Winning, Rotations, & The Rumor Mill

Darius Soriano —  March 1, 2012

The second half of the season is upon us, and so far the results are promising. The Lakers took down the T’Wolves in convincing fashion with a true team effort. Some thoughts on that game and where the Lakers go from here…

  • Kobe’s mask was the talk of the night with fans wondering if he’d stick with it the entire game and what type of mask they’d like to see him wear instead (it even prompted a tweet to me that produced a hilarious picture). But beyond the comic relief, Kobe’s play is what stole the show. The 31 points, 7 rebounds, and 8 assists were stellar and the way he attacked off the dribble and in the post was noteworthy. Via the MySynergySports twitter account Kobe did a lot of his work of cuts, post-ups, and in transition while only working in isolation twice. Considering how often we request Kobe to work off the ball more, last night’s play was a welcomed sight.
  • Also important to note, though, is that Kobe’s performance may go down as him simply “playing through injury” again, but I don’t see it that way at all. This wasn’t a sprained ankle or a bad wrist, after all. Kobe suffered a concussion in the all-star game and needed to pass several neurological exams before being cleared to suit up. The fact that he was able to do so is great, but I’ll also admit that it’s a bit scary to think that a guy could suffer what is, essentially, a brain trauma on Sunday and play in a full contact basketball game on Wednesday. There’s an aura of toughness that surrounds Kobe, but I must say at certain points during the game, I was a bit uneasy with him being on the court (though still in awe of what he was accomplishing).
  • One of the moments when I was most uneasy came when Mike Brown decided to insert Kobe (and Pau) back into the game with a 19 point lead and a shade over 6 minutes remaining. While the bench had given up some of the lead and the momentum was shifting, I was concerned that a fully cooled down Kobe and Pau were brought back into the fray to close out a game that was still seemingly in hand. At the time, my reaction was frustration.  The fact that Kobe, coming off a concussion (and what he described post game as a “constant throbbing” at the base of his head and neck) was put in the game was only part of it. The other part was a strong feeling that Brown needed to get on his reserves and motivate them to play better, not yank them in favor of the starters. There will be a time when Brown will have to rely on his reserves to play well and not have the starters come in to save the day, and I thought last night was an opportunity wasted to show some confidence in that group. A chance to truly coach his team in what he needs from them slipped by, and from a long-term perspctive, that concerns me. Leads me to believe Brown is not a fan of Royal Jelly.
  • The other reason the decision to not let the reserves finish the game was a sour one relates to the fact that the bench actually did play well last night. As mentioned earlier, this game was a total team effort even though Kobe went off and the Bynum/Gasol duo played well and were the obvious focal points. Every available Laker played, only two didn’t score (Ebanks and McRoberts), and the others contributed in all facets of the game to help build the Lakers’ lead up in the first place. So in a season where Brown’s decision making about rotations and distribution of playing time have been sources of frustration, last night continued the trend.
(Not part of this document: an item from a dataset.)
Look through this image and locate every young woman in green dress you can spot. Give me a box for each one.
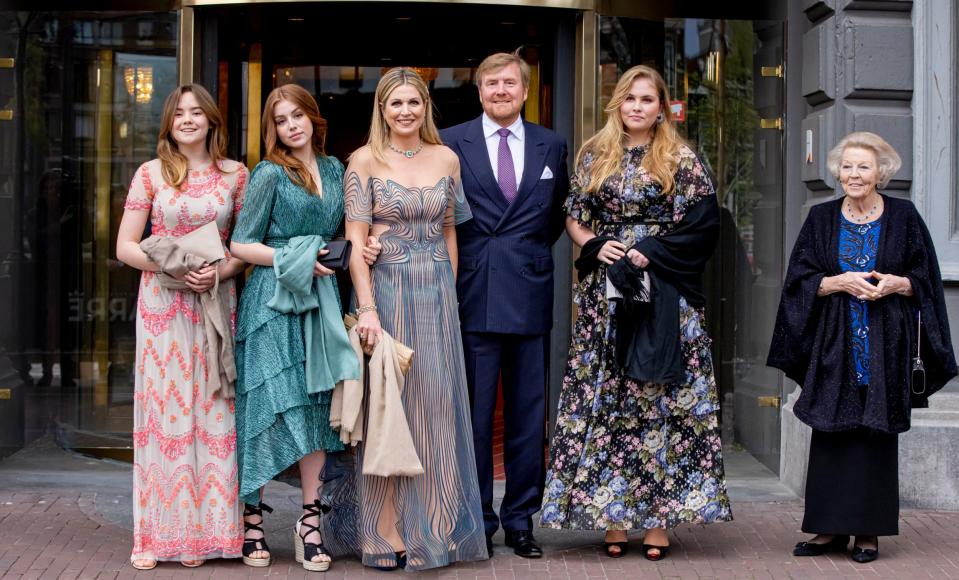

Ultimately though, it’s hard to complain too much in a contest the Lakers won by 19 points. Yes, the tenor of the contest changed when Kobe was cleared to play while Love was a late scratch, but those are the breaks in this league.


Of course, a single game isn’t necessarily the only point of focus for the Lakers right now. Reports of trade rumors are rampant and the speculation is only starting to warm up. Now that players who signed contracts during the off-season are eligible to be traded, the expectation is that more deals will come to fruition.

How this affects the Lakers remains to be seen. As discussed in this very good post at Land O’ Lakers, the Lakers reportedly turned down a deal for another mercurial small forward with some scoring pop. A deal like that sounds nice on the surface until more details come out about what the other team wants and what the Lakers are willing to give (and willing to spend).

My two cents on the trade deadline are this: the Lakers are obviously looking to upgrade the roster. From the beginning of the season and what’s transpired on the trade front this isn’t really a question, but while fans want action now, the team must still make the right deal, and not just any deal. Identifying what the right deal might look like is different from an outsider’s perspective than what those inside the organization may think. Maybe there are salary considerations – especially when measured against  the improvement likely to be made. Considerations of assets (draft picks, young players) are also surely important, as the team only has so many bullets in the chamber to fire in any given trade.

This is why, in my opinion, the team has not yet made a move. The right deal must include the player (or players) that make this team better, while giving the team the most bang for its buck and also maximizing the assets the Lakers have to give up. Finding the deal that does all those things isn’t always easy.

All this being the case, maybe a deal won’t be made. I think we’re all a bit hopeful something is done to improve the team, but the fans’ definition of improved may differ from that of the coaches or the front office. So until the 15th of this month, we wait. Wait for the deal that may or may not come; wait for the team to play at the high level they’ve shown they can reach on a more consistent basis than they’ve been able to show for most of this year.